Monday, January 2, 2012

MONDAY MORNING, BLOODY MONDAY, BLOODY CAPS

So here it is the first Monday in 2012 that's twenty twelve for you neanderthals  who need constant help in handling these complex details. Today I am reflecting on all that has happened in my Universe through my dimly lit senses. This morning I heard my name being called and had a biblical moment where I wondered if it was God calling my name. So I did what Samuel was told to do. I said, Here I am God, what would you have me do... but there was no reply.
Well sometimes it doesn't work so well, after all it took Sam several calls before he got it right. It would make life seem simpler if the God would reach out and talk in a language that us simple humans could say, hey, hang on It's God calling, I will have to put the world on hold and speak to Dad! But then again, perhaps that is exactly what it means.

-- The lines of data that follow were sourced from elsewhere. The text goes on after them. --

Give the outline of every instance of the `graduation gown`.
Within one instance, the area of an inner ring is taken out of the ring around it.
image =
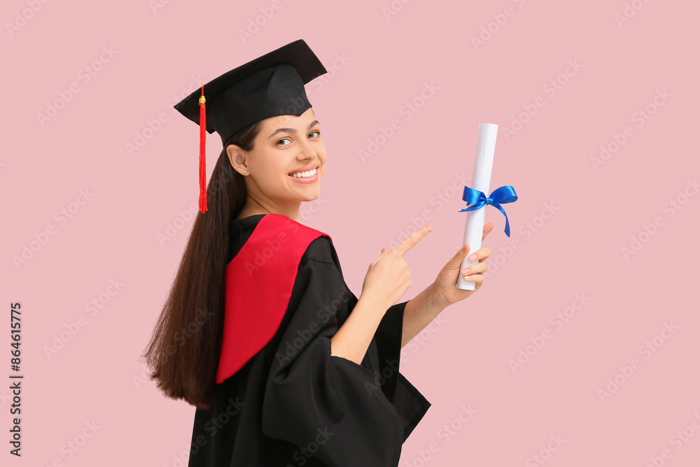
[[[330,237],[279,214],[230,222],[217,383],[188,467],[398,465],[430,403],[399,372],[391,307],[358,365],[330,354],[357,303]]]

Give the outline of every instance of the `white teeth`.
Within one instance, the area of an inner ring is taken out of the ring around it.
[[[292,176],[295,179],[307,179],[313,175],[316,175],[316,169],[314,169],[307,172],[299,172],[298,174],[292,174]]]

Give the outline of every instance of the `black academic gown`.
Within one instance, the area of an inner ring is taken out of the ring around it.
[[[265,215],[230,221],[230,258]],[[188,467],[398,466],[430,405],[398,372],[407,302],[386,311],[358,365],[330,355],[357,301],[331,240],[312,241],[274,337],[196,409]]]

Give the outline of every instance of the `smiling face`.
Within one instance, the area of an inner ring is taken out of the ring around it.
[[[251,151],[230,144],[226,152],[234,169],[246,177],[248,199],[239,218],[272,212],[298,220],[301,202],[321,194],[326,145],[312,109],[299,116],[265,119]],[[300,171],[306,176],[290,175]]]

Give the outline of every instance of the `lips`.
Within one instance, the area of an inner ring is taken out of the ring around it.
[[[295,174],[298,174],[299,172],[307,172],[309,170],[313,170],[314,169],[318,169],[318,165],[304,165],[302,167],[299,167],[298,169],[297,169],[293,172],[289,172],[288,174],[287,174],[287,175],[291,176],[294,175]]]

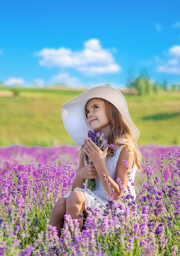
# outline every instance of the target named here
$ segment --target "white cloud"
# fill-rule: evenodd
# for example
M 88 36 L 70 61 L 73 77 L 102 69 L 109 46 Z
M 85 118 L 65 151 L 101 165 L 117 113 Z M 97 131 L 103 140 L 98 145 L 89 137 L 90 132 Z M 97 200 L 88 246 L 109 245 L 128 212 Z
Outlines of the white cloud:
M 41 78 L 35 78 L 34 82 L 35 85 L 40 87 L 43 87 L 45 85 L 44 81 Z
M 157 31 L 162 31 L 162 29 L 161 26 L 159 24 L 159 23 L 155 23 L 155 24 L 156 29 Z
M 156 71 L 160 73 L 180 74 L 180 45 L 171 47 L 166 55 L 167 59 L 157 67 Z
M 42 58 L 39 61 L 40 65 L 48 67 L 73 68 L 83 73 L 87 73 L 89 69 L 91 74 L 121 70 L 111 52 L 103 49 L 99 41 L 96 39 L 86 42 L 84 49 L 81 51 L 72 52 L 61 47 L 57 49 L 44 49 L 35 54 Z
M 7 85 L 22 85 L 24 83 L 24 81 L 22 78 L 9 77 L 7 80 L 4 81 L 4 83 Z
M 78 78 L 71 76 L 68 73 L 61 73 L 53 76 L 50 82 L 50 84 L 64 83 L 69 87 L 86 87 Z
M 175 45 L 171 47 L 169 52 L 171 55 L 180 58 L 180 45 Z
M 90 74 L 103 74 L 104 73 L 117 73 L 121 70 L 119 66 L 116 64 L 110 64 L 107 66 L 91 67 L 79 67 L 77 70 L 83 73 Z
M 176 22 L 173 24 L 173 27 L 180 29 L 180 22 Z

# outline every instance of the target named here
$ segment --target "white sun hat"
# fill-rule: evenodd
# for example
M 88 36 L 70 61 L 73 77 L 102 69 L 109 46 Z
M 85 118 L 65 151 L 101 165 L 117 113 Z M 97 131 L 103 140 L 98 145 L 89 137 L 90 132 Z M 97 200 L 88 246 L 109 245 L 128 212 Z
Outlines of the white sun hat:
M 87 124 L 85 107 L 87 102 L 93 98 L 105 99 L 115 106 L 129 127 L 132 137 L 137 141 L 139 132 L 130 117 L 124 96 L 117 89 L 104 85 L 90 89 L 62 106 L 61 112 L 64 126 L 77 144 L 82 146 L 84 139 L 88 138 L 88 132 L 91 129 Z

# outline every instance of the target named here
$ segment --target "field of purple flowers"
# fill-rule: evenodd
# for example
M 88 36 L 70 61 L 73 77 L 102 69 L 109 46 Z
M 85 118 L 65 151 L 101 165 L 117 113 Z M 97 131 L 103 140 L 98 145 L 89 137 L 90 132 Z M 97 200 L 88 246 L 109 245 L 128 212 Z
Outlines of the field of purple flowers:
M 63 238 L 49 226 L 44 242 L 52 208 L 70 191 L 79 148 L 0 148 L 0 255 L 179 255 L 179 148 L 140 147 L 136 200 L 125 194 L 123 212 L 110 200 L 102 219 L 90 209 L 82 231 L 66 216 Z

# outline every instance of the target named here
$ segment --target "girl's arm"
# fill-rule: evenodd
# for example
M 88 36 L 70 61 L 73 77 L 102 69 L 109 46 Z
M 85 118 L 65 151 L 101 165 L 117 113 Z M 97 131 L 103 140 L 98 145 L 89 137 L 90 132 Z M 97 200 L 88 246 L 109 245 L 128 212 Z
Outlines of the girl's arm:
M 106 178 L 108 180 L 108 182 L 110 183 L 111 187 L 114 189 L 114 195 L 110 197 L 112 199 L 116 195 L 120 198 L 123 195 L 123 191 L 121 190 L 116 182 L 112 178 L 108 171 L 105 164 L 105 159 L 107 155 L 107 149 L 103 151 L 101 149 L 92 141 L 91 139 L 85 139 L 85 151 L 91 161 L 94 163 L 96 169 L 99 175 L 99 177 L 105 190 L 108 193 L 109 191 L 107 187 L 107 183 L 104 180 L 104 177 L 101 174 L 105 173 Z M 123 160 L 127 160 L 129 165 L 130 166 L 128 170 L 125 168 L 125 166 L 123 163 Z M 118 159 L 116 170 L 115 179 L 119 177 L 122 181 L 123 186 L 126 189 L 129 178 L 127 177 L 127 172 L 130 172 L 131 168 L 134 164 L 134 155 L 133 151 L 130 152 L 125 147 L 121 150 Z
M 82 159 L 83 152 L 81 150 L 80 159 Z M 75 179 L 72 184 L 72 191 L 79 187 L 83 189 L 83 183 L 86 182 L 86 179 L 95 179 L 97 177 L 97 173 L 94 165 L 92 164 L 85 166 L 84 163 L 79 161 L 78 169 L 77 169 Z

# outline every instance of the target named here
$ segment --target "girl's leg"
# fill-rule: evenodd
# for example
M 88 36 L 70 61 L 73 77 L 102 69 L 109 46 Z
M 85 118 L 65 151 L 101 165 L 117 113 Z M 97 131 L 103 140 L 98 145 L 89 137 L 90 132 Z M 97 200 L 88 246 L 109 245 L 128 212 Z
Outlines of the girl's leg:
M 76 190 L 70 193 L 66 201 L 66 213 L 70 214 L 73 219 L 77 219 L 81 229 L 83 224 L 83 218 L 80 218 L 79 215 L 86 212 L 86 200 L 83 192 Z M 66 220 L 64 223 L 66 223 Z
M 63 227 L 64 224 L 67 199 L 65 198 L 58 199 L 52 209 L 48 218 L 49 225 L 56 227 L 59 237 L 61 236 L 61 229 Z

We tend to make our life's very complex, so complex in fact that perhaps God does talk to us and like Samuel we don't understand that it is God who is talking and we are always looking to see if it is someone else who talks to us. Learning to listen to others is hard enough. The first step is learning to value what others say.
I think of what my friends and family say on Facebook. I can honestly say that I read everything they post and try to understand why they posted it. I don't always succeed.

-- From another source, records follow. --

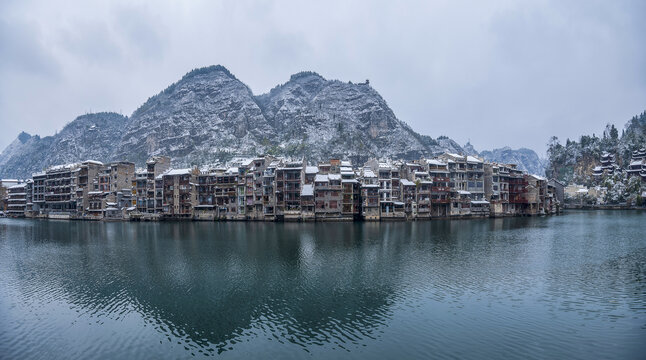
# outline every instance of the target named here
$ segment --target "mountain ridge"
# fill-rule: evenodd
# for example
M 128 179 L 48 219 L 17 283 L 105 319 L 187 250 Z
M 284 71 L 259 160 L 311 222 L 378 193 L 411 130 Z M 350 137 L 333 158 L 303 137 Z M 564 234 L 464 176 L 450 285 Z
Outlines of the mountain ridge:
M 132 115 L 85 114 L 51 136 L 21 133 L 0 153 L 0 177 L 28 177 L 59 163 L 94 159 L 141 165 L 169 155 L 174 166 L 273 154 L 317 161 L 406 159 L 462 152 L 399 120 L 369 82 L 327 80 L 312 71 L 265 94 L 222 65 L 193 69 L 149 97 Z

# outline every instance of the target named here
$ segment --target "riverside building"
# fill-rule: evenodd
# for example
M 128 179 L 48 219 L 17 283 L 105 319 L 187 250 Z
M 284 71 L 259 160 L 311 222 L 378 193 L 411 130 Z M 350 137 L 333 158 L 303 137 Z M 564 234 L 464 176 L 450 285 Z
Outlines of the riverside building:
M 15 216 L 387 221 L 551 214 L 561 203 L 555 184 L 458 154 L 359 167 L 264 156 L 202 169 L 173 169 L 170 158 L 155 156 L 141 169 L 124 161 L 53 166 L 9 198 Z

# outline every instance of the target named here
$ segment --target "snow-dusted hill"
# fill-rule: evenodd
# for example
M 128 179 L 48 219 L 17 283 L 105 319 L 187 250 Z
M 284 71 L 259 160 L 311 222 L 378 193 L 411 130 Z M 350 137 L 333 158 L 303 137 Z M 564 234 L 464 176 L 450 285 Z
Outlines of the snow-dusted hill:
M 71 161 L 130 160 L 138 165 L 165 154 L 175 165 L 239 155 L 419 158 L 461 152 L 453 140 L 420 135 L 397 119 L 367 82 L 293 75 L 254 96 L 226 68 L 196 69 L 151 97 L 129 118 L 88 114 L 61 132 L 40 138 L 22 133 L 0 154 L 0 177 L 28 177 Z

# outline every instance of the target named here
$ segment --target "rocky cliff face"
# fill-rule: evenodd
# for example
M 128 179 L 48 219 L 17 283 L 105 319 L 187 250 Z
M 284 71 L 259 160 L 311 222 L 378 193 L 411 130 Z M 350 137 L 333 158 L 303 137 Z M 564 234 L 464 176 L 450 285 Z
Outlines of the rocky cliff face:
M 413 131 L 367 82 L 303 72 L 254 96 L 218 65 L 189 72 L 129 118 L 89 114 L 54 136 L 21 134 L 0 154 L 0 177 L 28 177 L 50 165 L 87 159 L 143 164 L 158 154 L 180 166 L 263 153 L 359 162 L 443 151 L 462 148 L 449 138 Z
M 482 151 L 480 156 L 487 161 L 501 164 L 517 164 L 518 168 L 530 174 L 545 175 L 545 160 L 538 157 L 534 150 L 520 148 L 513 150 L 510 147 Z
M 632 152 L 646 147 L 646 111 L 633 116 L 623 131 L 608 124 L 601 137 L 582 135 L 578 141 L 567 139 L 561 144 L 552 137 L 547 150 L 546 173 L 566 183 L 593 184 L 592 170 L 600 165 L 601 154 L 615 156 L 618 166 L 625 168 Z
M 116 113 L 97 113 L 77 117 L 53 136 L 23 132 L 0 155 L 0 177 L 28 178 L 51 165 L 107 161 L 126 121 Z
M 534 150 L 526 148 L 514 150 L 506 146 L 500 149 L 478 152 L 470 142 L 464 144 L 462 148 L 465 154 L 480 156 L 486 161 L 497 162 L 499 164 L 516 164 L 520 170 L 527 171 L 530 174 L 541 176 L 545 174 L 546 161 L 541 159 Z

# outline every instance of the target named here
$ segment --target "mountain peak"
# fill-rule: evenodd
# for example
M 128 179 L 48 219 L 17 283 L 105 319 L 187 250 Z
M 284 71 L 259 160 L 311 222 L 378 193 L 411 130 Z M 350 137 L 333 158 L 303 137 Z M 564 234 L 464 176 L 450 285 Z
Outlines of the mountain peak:
M 194 78 L 199 75 L 208 75 L 208 74 L 214 74 L 214 73 L 224 73 L 228 77 L 238 80 L 235 77 L 235 75 L 233 75 L 231 71 L 229 71 L 229 69 L 219 64 L 193 69 L 188 73 L 186 73 L 186 75 L 182 77 L 182 80 L 188 80 L 190 78 Z
M 316 78 L 319 78 L 321 80 L 325 80 L 325 78 L 323 76 L 319 75 L 318 73 L 316 73 L 314 71 L 301 71 L 301 72 L 297 72 L 296 74 L 293 74 L 292 76 L 290 76 L 289 81 L 297 81 L 299 79 L 305 79 L 305 78 L 308 78 L 308 77 L 316 77 Z
M 28 134 L 28 133 L 26 133 L 26 132 L 24 132 L 24 131 L 23 131 L 23 132 L 21 132 L 21 133 L 18 135 L 18 140 L 19 140 L 22 144 L 26 143 L 26 142 L 27 142 L 27 140 L 29 140 L 29 139 L 31 139 L 31 135 L 30 135 L 30 134 Z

There is this Curmudgeon that lives inside me, it makes it hard for me to tolerate stupidity and selfishness and often I become selfish and somewhat stupid in my own actions. as my therapist would say "I don't tolerate fools well."

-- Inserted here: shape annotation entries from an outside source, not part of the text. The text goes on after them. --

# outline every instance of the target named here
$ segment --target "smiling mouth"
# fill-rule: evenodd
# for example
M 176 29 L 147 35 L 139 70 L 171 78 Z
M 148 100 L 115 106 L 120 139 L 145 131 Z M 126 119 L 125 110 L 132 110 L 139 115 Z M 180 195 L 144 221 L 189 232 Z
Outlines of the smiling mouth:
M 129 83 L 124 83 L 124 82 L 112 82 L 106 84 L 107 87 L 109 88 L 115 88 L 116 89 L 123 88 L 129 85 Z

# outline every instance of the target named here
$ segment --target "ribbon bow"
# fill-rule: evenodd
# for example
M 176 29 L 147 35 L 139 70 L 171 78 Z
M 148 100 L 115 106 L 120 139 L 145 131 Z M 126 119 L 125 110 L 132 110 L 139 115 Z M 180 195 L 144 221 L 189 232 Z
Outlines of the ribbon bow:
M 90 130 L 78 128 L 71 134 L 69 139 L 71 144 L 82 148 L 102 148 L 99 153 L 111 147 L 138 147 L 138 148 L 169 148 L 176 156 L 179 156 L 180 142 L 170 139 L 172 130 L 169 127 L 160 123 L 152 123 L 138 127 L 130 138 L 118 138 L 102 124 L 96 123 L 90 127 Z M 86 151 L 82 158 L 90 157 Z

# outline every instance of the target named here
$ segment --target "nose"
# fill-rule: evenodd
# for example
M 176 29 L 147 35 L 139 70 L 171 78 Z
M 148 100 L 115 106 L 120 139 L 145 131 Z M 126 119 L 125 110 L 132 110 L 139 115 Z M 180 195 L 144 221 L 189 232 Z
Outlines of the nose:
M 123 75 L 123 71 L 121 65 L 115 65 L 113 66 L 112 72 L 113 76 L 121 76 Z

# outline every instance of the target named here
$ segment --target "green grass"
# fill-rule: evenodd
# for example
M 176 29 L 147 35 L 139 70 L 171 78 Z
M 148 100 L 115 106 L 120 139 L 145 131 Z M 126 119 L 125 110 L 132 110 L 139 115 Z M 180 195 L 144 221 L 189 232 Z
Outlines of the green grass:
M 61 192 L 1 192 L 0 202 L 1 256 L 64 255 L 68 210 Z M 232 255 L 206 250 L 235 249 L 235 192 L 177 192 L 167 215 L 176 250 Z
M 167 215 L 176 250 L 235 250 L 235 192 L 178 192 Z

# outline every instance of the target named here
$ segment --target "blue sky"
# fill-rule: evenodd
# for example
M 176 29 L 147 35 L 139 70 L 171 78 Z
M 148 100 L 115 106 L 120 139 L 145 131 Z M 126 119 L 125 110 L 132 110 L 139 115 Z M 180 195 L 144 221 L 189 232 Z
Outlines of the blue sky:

I have a dry wit, dry might not be a strong enough word, arid might be better.
It doesn't mean that I don't love my neighbor, or my enemies. (yes we all have enemies-I would say only a few people escape it but that is another blog ) but I am fallible and human and sometimes the hurt is to great to deny my own resentment and mistrust. My worst enemies in fact are often my own family who I would never acknowledge that status in them but there are times when they bring out the very worst in me. So I see a few of them as worse than even someone like Lesbi or Conley who actively made it their mission to torment me.
In a perfect world I would have peace between me and my enemies, but like Shatner in STV "I need my pain" comes out on both sides.
Still it would be a wonderful thing is Lesbi and myself could throw away the hatchet which apparently he is still carrying around from high school 20 plus years ago. Which brings me to the ever famous Conley who most likely doesn't remember me at all and everyone (including my own family) thinks is such a talented and funny cartoonist. But I remember a different Darby Conley, the one who purposely alienated the religious right at DHS with his ranting on Evolution. He had a sense of humor then (farsidical as it was). And to this day I don't know what I did to deserve his attention, but for some reason he took to hating at me (oddly it had something to do with AD&D) but he went out of his way to be hateful along with a neighbor of mine. I retaliated and the neighbor got caught but mister Conley escaped and went on to become aloof and famous.

Can we forgive those enemies? yes. Can we forget their wrongs? that is harder.
Can we forgive the ones who hurt us? yes Can we forget the hurt? that is much harder.
But if you have ever hurt someone else, (for me it was a simple girl in Middle School-Gillian- who everyone- well almost everyone enjoyed despising and her only crime was being plain and not bright- and I liked but was embarrassed for it to be known by "everyone" rejected at a moment when I could have become her hero) then you will carry that hurt inside yourself for the rest of your life. As an enemy myself, I can see the benefit of making peace at my own cost to see her hurt healed. Although I forgave myself for being a fool and a cad, I kept the memory of the hurt to remember to never do something like that to another person again. Which makes it hard to be a curmudgeon, but good to be a human.
Can we forgive ourselves? almost never, but it is vital to forgiving others.